Das LG Eisenstadt als Arbeits- und Sozialgericht hatte sein Verfahren XXXX mit Beschluss vom 03.10.2017 zur Überprüfung der Beitragsgrundlagen bei der Krankenkasse unterbrochen.

Zum hier anhängigen Verfahren:

Mit Schreiben vom 30.04.2018 ersuchte der BF durch seine damalige Rechtsvertretung die Wiener Gebietskrankenkasse (nun Österreichische Gesundheitskasse) im folgenden WGKK, um Richtigstellung seiner Versicherungsdaten bzw. für den Fall der Ablehnung um Bescheiderlassung.

Im Detail führte der BF soweit hier wesentlich aus:

- Er habe von 03.10.1977 bis 31.05.1978 in Wien den Präsenzdienst abgeleistet. Der BF verwies zum Beweis auf sein Wehrdienstbuch.

- Er habe von 16.08.-08.09.1980 beim AMS Wien Arbeitslosengeld bezogen. Zum Beweis verwies der BF auf amtliche Bestätigungen des AMS 901.

Hinsichtlich beider Zeiträume seien die Beitragsgrundlagen zu berichtigen.

Mit Einlangensdatum 27.12.2018 gab die nunmehrige Rechtsvertretung des BF ihre Bevollmächtigung bekannt, erhob Säumnisbeschwerde und verwies auf das genannte Schreiben vom 30.4.2018, mit dem eine bescheidmäßige Erledigung beantragt worden sei. Es wurde eine Entscheidung durch das Landesverwaltungsgericht Wien gem. § 28 Abs 7 VwGVG beantragt.

Mit Bescheid vom 08.01.2019 GZ VA-BR/ XXXX , somit innerhalb der in § 16 Abs 1 VwGVG vorgesehenen Frist, wies die WGKK

1.) den Antrag des BF auf bescheidmäßige Feststellung der Beitragsgrundlage für seinen Präsenzdienst im Zeitraum 03.10.1977 bis 31.05.1978 und

2.) den Antrag des BF auf bescheidmäßige Feststellung der Beitragsgrundlage für die in der zentralen Versicherungsdatenspeicherung des Hauptverbandes (nun Dachverbandes) der österreichischen Sozialversicherungsträger gespeicherten Zeiten eines Arbeitslosengeldbezuges für den Zeitraum 16.08.1980 bis 08.09.1980 zurück.

Begründend verwies die WGKK zu Spruchpunkt 1 auf § 409 ASVG, aus dem abzuleiten sei, dass die Feststellung der Beitragsgrundlagen für Wehrdienstzeiten - die keine Versicherungspflicht in mehreren Zweigen der Sozialversicherung sondern nur eine Teilversicherungspflicht in der Pensionsversicherung begründen würden - nicht der Krankenversicherungsträger, sondern der Pensionsversicherungsträger zuständig sei.

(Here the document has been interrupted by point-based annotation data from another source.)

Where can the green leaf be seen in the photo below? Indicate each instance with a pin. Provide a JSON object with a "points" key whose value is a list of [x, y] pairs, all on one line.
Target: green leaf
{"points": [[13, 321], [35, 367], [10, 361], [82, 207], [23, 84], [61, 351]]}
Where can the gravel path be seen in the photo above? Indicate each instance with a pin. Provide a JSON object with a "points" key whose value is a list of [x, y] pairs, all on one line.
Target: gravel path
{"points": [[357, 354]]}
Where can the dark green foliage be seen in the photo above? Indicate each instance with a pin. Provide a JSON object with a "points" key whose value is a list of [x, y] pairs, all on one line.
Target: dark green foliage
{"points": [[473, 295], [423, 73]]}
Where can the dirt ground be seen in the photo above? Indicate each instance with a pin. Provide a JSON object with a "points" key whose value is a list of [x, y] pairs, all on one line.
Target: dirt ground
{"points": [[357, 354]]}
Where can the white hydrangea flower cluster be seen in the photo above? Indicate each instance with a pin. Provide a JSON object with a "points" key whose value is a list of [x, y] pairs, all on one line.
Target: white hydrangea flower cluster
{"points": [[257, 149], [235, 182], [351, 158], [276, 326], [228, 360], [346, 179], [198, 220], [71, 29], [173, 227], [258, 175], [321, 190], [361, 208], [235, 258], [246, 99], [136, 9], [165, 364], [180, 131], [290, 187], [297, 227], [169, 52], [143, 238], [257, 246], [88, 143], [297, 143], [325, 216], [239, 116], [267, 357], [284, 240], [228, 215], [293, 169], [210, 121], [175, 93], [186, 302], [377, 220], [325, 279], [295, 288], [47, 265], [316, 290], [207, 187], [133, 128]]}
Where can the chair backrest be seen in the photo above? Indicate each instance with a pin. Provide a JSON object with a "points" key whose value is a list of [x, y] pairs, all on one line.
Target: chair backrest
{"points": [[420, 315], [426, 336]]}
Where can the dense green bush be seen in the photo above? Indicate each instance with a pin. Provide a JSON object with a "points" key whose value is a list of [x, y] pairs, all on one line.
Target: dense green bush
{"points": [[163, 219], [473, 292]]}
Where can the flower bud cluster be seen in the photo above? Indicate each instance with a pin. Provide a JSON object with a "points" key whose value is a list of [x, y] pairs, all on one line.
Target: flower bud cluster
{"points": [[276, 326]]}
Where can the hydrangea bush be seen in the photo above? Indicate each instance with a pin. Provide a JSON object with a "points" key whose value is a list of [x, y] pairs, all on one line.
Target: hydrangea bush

Zu Spruchpunkt 2 führte die WGKK aus, auch für die bescheidmäßige Feststellung von Beitragsgrundlagen für Zeiten des Bezugs von Arbeitslosengeld sei aus § 409 ASVG keine Zuständigkeit des Krankenversicherungsträgers abzuleiten.

Selbst für den Fall, dass sich doch ein solcher Anspruch ergeben würde, würde die Burgenländische Gebietskrankenkasse den zuständigen Krankenversicherungsträger bilden, da die meldende Stelle für den Arbeitslosengeldbezug im strittigen Zeitraum das AMS XXXX Burgenland, gewesen sei.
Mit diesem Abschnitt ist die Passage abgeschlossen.